Sexual Harassment In The Workplace, Part 5 – Not Getting The Massage (UK)
Thursday, September 26, 2019

Male manager repeatedly massages shoulders of seated female subordinate in open office causing her distress and embarrassment, claims he is doing so to “encourage her” and then gives evidence denying it which the Tribunal does not swallow for a second. Sexual harassment? Quick, yes or no?

Well obviously it is, except, as it happens, not necessarily. Raj –v– Capita Business Services Limited and Ward concerned very much those facts but the Employment Tribunal and then the EAT both concluded this month that there had been no sexual harassment. How so?

It was quickly found that Ward’s massaging of Raj’s shoulders had been unwelcome and had caused distress and embarrassment. Two of the main components of harassment under section 26 Equality Act 2010 were therefore made out. However, there is a third – that the unwanted conduct causing distress is related to the employee’s sex. So was it? Other than that Raj and Ward were of different genders, there was not much for the Tribunal to go on. Ward had not massaged anyone else in the team, male or female. There was no sexually-specific language to accompany the contact and Ward swore blind that it had been by way of “encouragement” to Raj after some issues with the latter’s attendance and performance. Ward said that Raj had not only not objected but had actively acquiesced in it. In addition, the Tribunal found that Raj’s shoulders were a “gender neutral” part of the body and not an area of particular intimacy or sexual sensitivity. Therefore, said Ward and Capita, the contact may have been clumsy and ill-advised, but it did not relate to Raj’s sex.

Raj disagreed – Ward had told the Tribunal that the contact had been but a brief tap on the shoulders, and since that had been disbelieved, the Tribunal should draw an inference from Ward’s misleading evidence that the conduct had in fact been on gender grounds. In other words, that the conduct found plus its undisputed impact on Raj plus that rejected evidence should be enough to push on to the Respondents the burden of showing that Ward’s conduct was not related to Raj’s gender.

The ET and EAT wrestled with the question of what should be taken, if anything, from the rejection of Ward’s evidence. They concluded that it was permissible but not necessary to go from there to the adverse inference against the Respondents which Raj sought. They noted that Raj’s evidence had been rejected in parts also, in particular the suggestion that Ward’s hands had been “run up and down” Raj’s back, and also the entirety of a parallel race discrimination claim by Raj which the Tribunal had described as “baseless” and something which suggested that Raj was someone who would “see things that are not there”. It could not be fair that these “failures of recollection” (as the Tribunal euphemistically described them) were held against the Respondents when there were clearly a number of issues with the reliability of Raj’s evidence too.

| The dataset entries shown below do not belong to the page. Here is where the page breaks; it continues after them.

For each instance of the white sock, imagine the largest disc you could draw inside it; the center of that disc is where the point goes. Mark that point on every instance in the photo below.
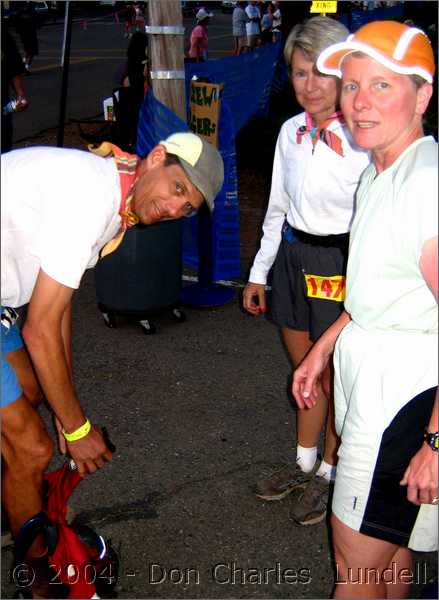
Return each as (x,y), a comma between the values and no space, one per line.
(327,471)
(306,458)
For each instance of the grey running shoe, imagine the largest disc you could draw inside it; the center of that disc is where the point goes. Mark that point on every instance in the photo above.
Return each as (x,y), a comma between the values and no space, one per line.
(281,482)
(309,504)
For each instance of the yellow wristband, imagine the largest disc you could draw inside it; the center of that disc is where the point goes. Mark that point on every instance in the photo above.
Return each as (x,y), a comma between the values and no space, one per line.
(79,433)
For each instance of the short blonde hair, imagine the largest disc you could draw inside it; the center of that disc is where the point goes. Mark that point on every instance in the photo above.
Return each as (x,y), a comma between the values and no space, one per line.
(313,36)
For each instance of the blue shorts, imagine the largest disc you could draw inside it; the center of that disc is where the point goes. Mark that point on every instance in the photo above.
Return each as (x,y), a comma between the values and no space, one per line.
(10,388)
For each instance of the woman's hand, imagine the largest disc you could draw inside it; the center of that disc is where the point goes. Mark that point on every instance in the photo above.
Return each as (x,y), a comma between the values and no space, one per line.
(307,376)
(252,291)
(421,477)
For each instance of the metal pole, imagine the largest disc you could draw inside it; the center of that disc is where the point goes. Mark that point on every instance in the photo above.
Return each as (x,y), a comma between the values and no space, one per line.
(65,73)
(166,37)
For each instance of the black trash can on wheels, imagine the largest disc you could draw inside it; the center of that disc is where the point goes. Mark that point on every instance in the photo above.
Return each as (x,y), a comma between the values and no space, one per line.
(143,276)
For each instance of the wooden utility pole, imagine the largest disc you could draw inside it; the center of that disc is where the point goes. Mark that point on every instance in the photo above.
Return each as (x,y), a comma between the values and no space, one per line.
(166,50)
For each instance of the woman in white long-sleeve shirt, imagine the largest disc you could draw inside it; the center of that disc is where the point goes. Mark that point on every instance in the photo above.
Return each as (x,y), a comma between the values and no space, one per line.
(306,235)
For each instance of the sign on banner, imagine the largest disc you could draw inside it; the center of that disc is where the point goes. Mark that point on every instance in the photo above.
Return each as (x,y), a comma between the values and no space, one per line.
(205,105)
(323,7)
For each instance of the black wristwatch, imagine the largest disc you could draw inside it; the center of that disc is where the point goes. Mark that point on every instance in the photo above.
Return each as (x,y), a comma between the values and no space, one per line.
(432,439)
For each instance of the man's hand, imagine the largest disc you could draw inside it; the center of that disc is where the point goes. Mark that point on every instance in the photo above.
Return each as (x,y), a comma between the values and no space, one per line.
(421,477)
(62,444)
(307,376)
(90,453)
(252,291)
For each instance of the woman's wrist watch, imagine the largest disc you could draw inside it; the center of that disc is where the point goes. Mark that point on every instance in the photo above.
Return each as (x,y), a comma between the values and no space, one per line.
(432,439)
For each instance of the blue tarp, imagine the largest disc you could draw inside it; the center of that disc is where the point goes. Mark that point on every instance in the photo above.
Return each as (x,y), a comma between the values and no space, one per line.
(247,81)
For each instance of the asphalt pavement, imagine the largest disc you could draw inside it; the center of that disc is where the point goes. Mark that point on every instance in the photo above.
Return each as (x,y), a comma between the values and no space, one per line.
(197,412)
(98,49)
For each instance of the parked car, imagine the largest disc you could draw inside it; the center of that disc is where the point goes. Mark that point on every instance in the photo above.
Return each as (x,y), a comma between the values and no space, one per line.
(228,5)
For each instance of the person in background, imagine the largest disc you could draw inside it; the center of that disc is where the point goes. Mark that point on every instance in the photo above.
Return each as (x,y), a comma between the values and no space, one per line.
(12,79)
(277,22)
(252,26)
(267,24)
(386,340)
(46,247)
(316,171)
(239,20)
(198,47)
(27,30)
(134,71)
(138,16)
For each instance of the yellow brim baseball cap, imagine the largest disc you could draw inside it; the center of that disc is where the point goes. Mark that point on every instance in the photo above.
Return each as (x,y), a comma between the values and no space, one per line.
(400,48)
(200,160)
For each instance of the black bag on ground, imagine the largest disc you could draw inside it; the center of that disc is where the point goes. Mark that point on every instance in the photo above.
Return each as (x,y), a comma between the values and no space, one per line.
(144,273)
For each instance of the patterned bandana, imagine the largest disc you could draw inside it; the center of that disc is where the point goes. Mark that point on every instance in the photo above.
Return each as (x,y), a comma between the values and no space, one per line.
(321,133)
(127,166)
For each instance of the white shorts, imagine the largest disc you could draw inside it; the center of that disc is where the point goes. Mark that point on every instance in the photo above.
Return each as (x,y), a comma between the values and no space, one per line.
(384,392)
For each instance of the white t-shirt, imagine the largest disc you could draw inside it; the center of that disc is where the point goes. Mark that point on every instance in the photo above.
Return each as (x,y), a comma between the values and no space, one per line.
(59,208)
(277,20)
(314,190)
(397,211)
(252,12)
(239,21)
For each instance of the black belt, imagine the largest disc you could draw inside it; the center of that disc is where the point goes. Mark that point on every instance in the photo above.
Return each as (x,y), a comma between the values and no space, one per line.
(340,240)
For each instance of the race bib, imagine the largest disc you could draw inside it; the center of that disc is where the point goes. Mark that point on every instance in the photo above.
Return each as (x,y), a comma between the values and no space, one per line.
(326,288)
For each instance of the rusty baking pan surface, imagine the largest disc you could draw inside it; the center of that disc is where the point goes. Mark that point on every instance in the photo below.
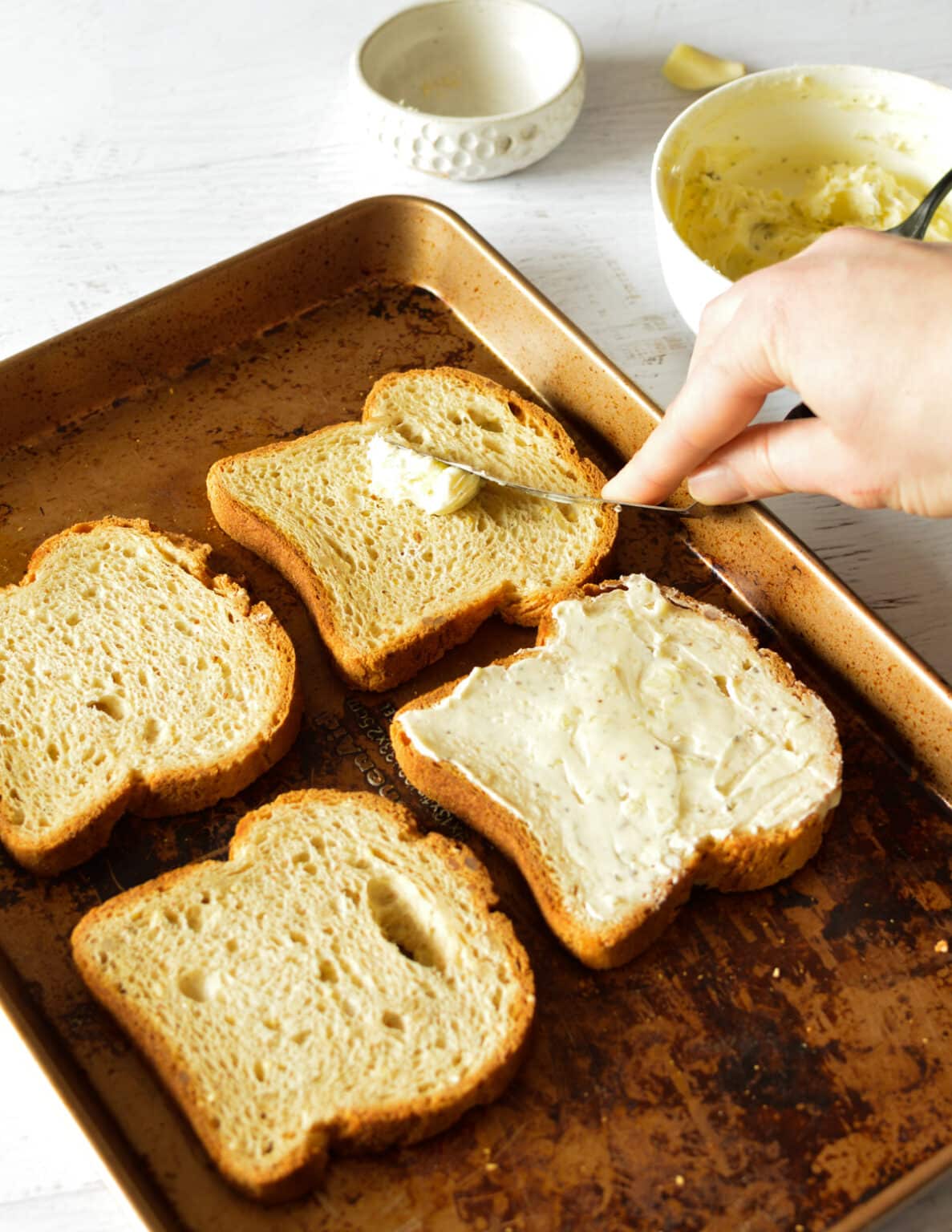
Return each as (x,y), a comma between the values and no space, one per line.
(776,1060)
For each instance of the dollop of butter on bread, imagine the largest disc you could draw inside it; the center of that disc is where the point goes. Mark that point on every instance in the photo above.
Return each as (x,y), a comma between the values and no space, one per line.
(399,473)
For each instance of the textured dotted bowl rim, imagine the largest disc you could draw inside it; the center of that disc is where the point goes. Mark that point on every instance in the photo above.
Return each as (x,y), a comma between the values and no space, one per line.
(464,121)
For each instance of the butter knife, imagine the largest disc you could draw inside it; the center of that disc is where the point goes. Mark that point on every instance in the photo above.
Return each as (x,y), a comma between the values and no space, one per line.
(561,498)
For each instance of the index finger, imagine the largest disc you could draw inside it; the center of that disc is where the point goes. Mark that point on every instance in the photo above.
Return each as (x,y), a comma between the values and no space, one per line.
(726,386)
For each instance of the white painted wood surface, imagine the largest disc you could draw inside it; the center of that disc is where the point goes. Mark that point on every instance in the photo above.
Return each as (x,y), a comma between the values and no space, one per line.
(143,140)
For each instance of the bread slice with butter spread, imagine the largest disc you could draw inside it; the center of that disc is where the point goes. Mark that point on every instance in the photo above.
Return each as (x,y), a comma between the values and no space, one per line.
(132,679)
(340,982)
(390,586)
(644,746)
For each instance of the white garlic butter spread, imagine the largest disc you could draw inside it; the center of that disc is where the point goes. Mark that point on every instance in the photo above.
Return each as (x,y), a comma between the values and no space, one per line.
(431,485)
(638,733)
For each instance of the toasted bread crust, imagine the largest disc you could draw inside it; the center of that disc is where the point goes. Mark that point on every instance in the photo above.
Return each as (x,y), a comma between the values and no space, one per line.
(170,792)
(737,864)
(374,1130)
(411,652)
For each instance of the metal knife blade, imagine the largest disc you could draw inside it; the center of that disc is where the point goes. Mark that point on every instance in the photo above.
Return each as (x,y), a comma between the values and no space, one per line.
(561,498)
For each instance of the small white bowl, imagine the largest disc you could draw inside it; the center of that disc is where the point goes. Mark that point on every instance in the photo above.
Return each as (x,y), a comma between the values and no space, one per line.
(471,89)
(827,112)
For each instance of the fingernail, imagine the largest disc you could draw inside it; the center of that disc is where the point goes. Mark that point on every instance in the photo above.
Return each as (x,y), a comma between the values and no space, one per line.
(717,485)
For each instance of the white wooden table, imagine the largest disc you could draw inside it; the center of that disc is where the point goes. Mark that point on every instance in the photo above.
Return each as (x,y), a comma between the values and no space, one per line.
(143,140)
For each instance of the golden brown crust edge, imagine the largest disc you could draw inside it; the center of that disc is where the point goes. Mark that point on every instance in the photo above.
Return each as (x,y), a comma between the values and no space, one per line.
(296,1174)
(172,792)
(409,654)
(740,862)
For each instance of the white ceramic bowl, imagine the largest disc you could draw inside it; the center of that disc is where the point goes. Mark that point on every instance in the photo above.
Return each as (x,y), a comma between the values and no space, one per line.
(828,112)
(471,89)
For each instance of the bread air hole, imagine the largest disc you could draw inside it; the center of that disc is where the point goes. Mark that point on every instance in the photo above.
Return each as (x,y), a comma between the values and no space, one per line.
(200,986)
(110,705)
(399,919)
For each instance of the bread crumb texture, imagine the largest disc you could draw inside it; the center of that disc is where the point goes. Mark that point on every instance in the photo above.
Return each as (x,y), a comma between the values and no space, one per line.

Overall, the EAT felt unable to disturb the Tribunal’s conclusion that Ward’s conduct indeed had been on the grounds of “misguided encouragement” rather than gender, and therefore Raj’s claim failed.

Lessons for employers

  • You can follow the legal logic here but it would be most unwise to rely on this case as creating any sort of authority that (a) massage has any real role to play in good performance management; or (b) there are “gender neutral” areas of your employee’s bodies which it is safe for you to play with.

  • If you face a harassment claim of this sort, then your evidence should be as straight and cogent as possible or you face a real risk of adverse inferences being drawn against you. Though it did not happen here, that was at least partly because Raj’s evidence was disbelieved in bulk also.

  • And who spotted the deliberate avoidance of pronouns? In this case, the massaging manager, Ward, was actually female and the victim Raj, male. It is impossible to avoid a suspicion that if those genders had been reversed, this case would have gone the other way. If Raj had been a woman, perhaps in a strappy top, and her manager Mr Ward had stood close behind her massaging her bare shoulders to her obvious and public embarrassment, is it really credible that she would not have succeeded?

  • But on a fractionally more positive note, the EAT’s willingness to separate managerial behaviour which is discriminatory from that which is merely “unwise and uncomfortable” does create some limited scope for the resolution of issues of this sort by profuse apology by the manager. There is no reference to this in the EAT’s judgment in this case because Ward denied the conduct in the first place. However, if you do suddenly catch yourself inadvertently massaging a colleague, an immediate and unprompted apology will go a long way to assuaging the employee’s upset and hence to taking the financial teeth out of any later Tribunal claim.